Siempre he sido un hombre friolento. Quizás por eso el calor de una negra con tanta energía me marcó para toda la vida. Friolento y muy blanco. Así me lanzaron a este mundo. A ese calor que recién descubría se unió la fuerza deportiva de Daylén, capaz de masturbarme y ejercer un control absoluto al agarrarme el pene, o mover su cuerpo violentamente sin parar para darle a su anchísima vagina el déficit que ella tenía – al igual que yo – por tantos años. Todo eso a pesar de tener diez menos que yo.

Mi primera eyaculación con ella fue mi constatación de que me había encontrado justo lo que había soñado toda la vida desde que me empecé a masturbar con nueve años – justo dos antes de soltar mi primera gotita de semen-. Ella no podía creer que desde mi delgado cuerpo, en un combate tan asimétrico, pudiera salir tanta producción de esperma; menos desde un hombre que había pasado la mitad de su cuarta década. Yo no terminaba de eyacular en su vientre y sus ojos se movían entre los míos y mi glande, como quien no entiende lo que está pasando, pero sin saber como disfrutarlo a plenitud.

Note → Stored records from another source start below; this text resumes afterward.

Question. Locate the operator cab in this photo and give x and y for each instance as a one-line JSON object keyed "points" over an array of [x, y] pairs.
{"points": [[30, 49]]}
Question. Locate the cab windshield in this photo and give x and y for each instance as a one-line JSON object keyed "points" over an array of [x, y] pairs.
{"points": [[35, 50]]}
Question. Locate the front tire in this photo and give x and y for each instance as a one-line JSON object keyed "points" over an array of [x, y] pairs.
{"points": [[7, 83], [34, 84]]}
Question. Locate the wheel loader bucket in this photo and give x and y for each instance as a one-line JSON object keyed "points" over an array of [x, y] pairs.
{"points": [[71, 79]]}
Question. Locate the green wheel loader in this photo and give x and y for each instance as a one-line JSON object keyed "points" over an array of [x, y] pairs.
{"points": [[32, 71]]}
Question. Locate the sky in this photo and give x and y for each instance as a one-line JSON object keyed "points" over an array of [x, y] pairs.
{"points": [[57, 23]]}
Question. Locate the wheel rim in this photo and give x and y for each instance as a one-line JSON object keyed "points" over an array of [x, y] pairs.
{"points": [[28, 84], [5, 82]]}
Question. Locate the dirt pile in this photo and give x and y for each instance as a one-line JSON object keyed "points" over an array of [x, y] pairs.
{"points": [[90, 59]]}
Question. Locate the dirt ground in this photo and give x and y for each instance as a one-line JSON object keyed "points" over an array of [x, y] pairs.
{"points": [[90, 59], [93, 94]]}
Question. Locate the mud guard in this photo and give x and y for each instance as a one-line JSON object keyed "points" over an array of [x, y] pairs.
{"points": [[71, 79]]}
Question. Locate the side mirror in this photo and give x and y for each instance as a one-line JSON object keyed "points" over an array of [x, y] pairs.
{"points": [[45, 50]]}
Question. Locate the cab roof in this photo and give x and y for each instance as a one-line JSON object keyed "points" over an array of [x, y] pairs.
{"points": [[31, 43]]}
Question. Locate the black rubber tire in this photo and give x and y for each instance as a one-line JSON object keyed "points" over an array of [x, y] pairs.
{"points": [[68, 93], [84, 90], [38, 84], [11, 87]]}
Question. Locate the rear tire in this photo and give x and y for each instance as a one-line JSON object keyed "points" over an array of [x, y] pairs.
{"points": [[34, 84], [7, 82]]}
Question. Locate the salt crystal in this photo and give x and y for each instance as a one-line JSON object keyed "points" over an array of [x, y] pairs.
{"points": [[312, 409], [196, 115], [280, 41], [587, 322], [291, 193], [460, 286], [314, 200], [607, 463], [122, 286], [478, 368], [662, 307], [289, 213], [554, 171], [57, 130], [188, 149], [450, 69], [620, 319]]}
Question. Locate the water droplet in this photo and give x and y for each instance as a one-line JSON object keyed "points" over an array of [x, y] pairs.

"A mi nunca me habían acariciado así", me dijo después del primer combate. "Esto tenemos que repetirlo. Yo quiero ese cuerpecito para mi dos o tres veces por semana" Después de quince días ya estábamos tocando el cielo. Todo eso sin abandonar aun el condón. Aquello solo fue una introducción. Aun así, no se me olvidan, durante esta etapa inicial, los pormenores de una ocasión en la que en pleno parque habanero, de noche, pero no tan tarde, me dio la mamada más salvaje que he recibido jamás. Fue así como me enamoré de ella. Digo, como nos enamoramos. Teníamos tanta necesidad de dar, tanto déficit acumulado, que reconocimos mutuamente en la entrega del otro, justo lo que estábamos buscando sin saberlo. Porque hasta ahora solo he hablado de su entrega. Ya tendré tiempo de hablar sobre la mía, en otros términos más carnales, porque aquel big bang sexual, tuvo varias etapas evolutivas.